Sanssouci: Vorschlag
■ Marva Whitney und Lyn Collins: Soulpredigt im Tränenpalast
„Wir schrieen uns immer die Lungen raus“, sagte Vicki Anderson, erst vor kurzem mit Ehemann Bobby Byrd in Berlin, über sich und ein Dutzend anderer Sängerinnen, die in den letzten dreißig Jahren in James Browns Band waren — und heute nicht nur gut auf den Godfather zu sprechen sind.
Marva Whitney kam 1967 zu Brown. „Als wir zur Truppenbetreuung nach Vietnam flogen“, erinnert er sich nach Patriarchenmanier in einer Autobiographie, „konnte ich nur fünf Musiker und Marva Whitney mitnehmen. Marva war damals meine Freundin, eine tolle Frau. Ich schrieb ,It‘s My Thing‘ für sie.
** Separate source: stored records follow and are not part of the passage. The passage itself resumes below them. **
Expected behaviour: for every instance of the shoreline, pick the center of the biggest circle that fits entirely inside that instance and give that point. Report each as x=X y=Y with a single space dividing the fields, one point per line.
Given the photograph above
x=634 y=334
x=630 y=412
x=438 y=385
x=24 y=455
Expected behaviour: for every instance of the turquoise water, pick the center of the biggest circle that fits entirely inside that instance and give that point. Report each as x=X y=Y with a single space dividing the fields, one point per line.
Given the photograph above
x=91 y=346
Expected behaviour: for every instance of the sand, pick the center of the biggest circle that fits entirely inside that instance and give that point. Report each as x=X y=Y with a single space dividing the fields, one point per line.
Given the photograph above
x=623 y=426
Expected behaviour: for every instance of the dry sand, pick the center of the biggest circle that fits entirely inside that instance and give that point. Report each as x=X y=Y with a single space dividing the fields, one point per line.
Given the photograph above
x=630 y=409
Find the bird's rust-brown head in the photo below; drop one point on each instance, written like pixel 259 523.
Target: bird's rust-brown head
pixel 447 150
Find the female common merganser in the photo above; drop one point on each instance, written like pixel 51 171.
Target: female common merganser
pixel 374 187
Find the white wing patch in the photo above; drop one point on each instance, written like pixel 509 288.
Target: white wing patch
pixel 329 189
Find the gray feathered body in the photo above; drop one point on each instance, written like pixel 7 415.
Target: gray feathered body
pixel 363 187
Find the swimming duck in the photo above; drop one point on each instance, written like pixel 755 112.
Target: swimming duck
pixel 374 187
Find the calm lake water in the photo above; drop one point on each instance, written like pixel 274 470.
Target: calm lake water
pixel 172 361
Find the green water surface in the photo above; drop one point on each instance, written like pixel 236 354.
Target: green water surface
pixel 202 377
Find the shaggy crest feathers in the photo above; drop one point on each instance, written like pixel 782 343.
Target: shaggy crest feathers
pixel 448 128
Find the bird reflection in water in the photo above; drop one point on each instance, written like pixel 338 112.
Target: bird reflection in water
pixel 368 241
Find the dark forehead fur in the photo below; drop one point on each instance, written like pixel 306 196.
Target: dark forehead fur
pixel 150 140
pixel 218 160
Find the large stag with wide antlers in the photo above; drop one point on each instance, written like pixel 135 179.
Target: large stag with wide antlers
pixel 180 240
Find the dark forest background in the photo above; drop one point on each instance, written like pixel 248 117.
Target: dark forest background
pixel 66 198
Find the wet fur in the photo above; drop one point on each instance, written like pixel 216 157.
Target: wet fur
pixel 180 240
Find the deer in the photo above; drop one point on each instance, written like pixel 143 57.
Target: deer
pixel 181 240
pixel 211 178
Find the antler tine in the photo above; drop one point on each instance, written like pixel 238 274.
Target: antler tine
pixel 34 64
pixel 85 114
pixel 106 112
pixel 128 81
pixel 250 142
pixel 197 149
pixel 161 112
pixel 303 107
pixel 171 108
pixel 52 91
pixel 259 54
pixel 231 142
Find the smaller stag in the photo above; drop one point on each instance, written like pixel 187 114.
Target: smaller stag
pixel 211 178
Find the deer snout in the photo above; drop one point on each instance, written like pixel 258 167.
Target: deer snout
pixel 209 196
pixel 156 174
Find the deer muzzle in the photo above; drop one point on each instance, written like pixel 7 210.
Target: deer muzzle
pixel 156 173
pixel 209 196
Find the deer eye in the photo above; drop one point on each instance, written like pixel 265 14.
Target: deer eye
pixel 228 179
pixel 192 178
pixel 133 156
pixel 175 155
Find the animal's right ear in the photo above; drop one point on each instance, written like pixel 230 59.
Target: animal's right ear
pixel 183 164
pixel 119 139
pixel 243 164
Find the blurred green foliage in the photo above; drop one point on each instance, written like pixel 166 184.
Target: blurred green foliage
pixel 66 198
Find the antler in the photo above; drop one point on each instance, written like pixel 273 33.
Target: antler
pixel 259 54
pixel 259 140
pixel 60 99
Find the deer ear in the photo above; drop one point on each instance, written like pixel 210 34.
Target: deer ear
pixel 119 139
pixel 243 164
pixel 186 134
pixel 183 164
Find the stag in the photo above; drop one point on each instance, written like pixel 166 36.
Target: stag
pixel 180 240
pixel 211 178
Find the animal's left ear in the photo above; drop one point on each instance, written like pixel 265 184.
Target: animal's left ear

Ich glaube, sie war die stärkste aller meiner Freundinnen.“
Brown war von ihr tatsächlich so überzeugt, daß er innerhalb von nur acht Monaten drei LPs, „I Sing Soul“, „It's My Thing“ und „Live And Lowdown At The Apollo“, veröffentlichen ließ. Aber: Er zahlte kaum Tantiemen, und so verließ Anderson nach zahllosen Fernsehshows und tausend Konzerten in drei Jahren ihren Arbeitgeber Brown. Sie zog nach Los Angeles und arbeitete schließlich als Sekretärin.
Das einzige, was uns der egomane Brown in seiner Autobiographie über Lyn Collins verrät, ist in zwei spärlichen Sätzen zusammengefaßt: „Vicki verließ mich, Lyn Collins, eine tolle Sängerin, ersetzte sie. Ich nahm eine Menge Lieder mit ihr in den 70er Jahren auf.“ Dabei war Lyn die kommerziell erfolgreichste aller JB-Sängerinnen, wurde als „Female Preacher“ angekündigt. Gut drei Jahre war sie beim Godfather, der 16 Singles und zwei LPs produzierte. Doch statt Geld gab es nur schöne Worte.
Nicht eben ein Ehrenplatz in der Historiographie des Rock, was unter der Ägide von Brown bei soviel Mühe und Talent heraussprang. Aber: „Wir ärgern uns nicht mehr“, resümiert Lyn stellvertretend für die anderen, „wir haben uns beruhigt. Ich habe mir zuviel gefallen lassen, zum Teil aus Ignoranz, zum Teil aus Naivität. Der Haß ist vergessen.“ Die Jahre bis zur Gegenwart überbrückte sie als Backgroundsängerin.
1988 kamen ein paar JB-geschädigte Musiker unter der Leitung von Bobby Byrd nach Europa. Der Erfolg wurde zum Auslöser für einige Karrierewiederbelebungen, insbesondere für Maceo Parker. Mit von der Partie waren auch Marva Whitney und Lyn Collins, die nun im Alleingang erinnern wollen, daß James Brown zumindest Talente erkennen und entdecken konnte. Norbert Hess
Heute, 22 Uhr im Tränenpalast, Bahnhof Friedrichstraße, Mitte.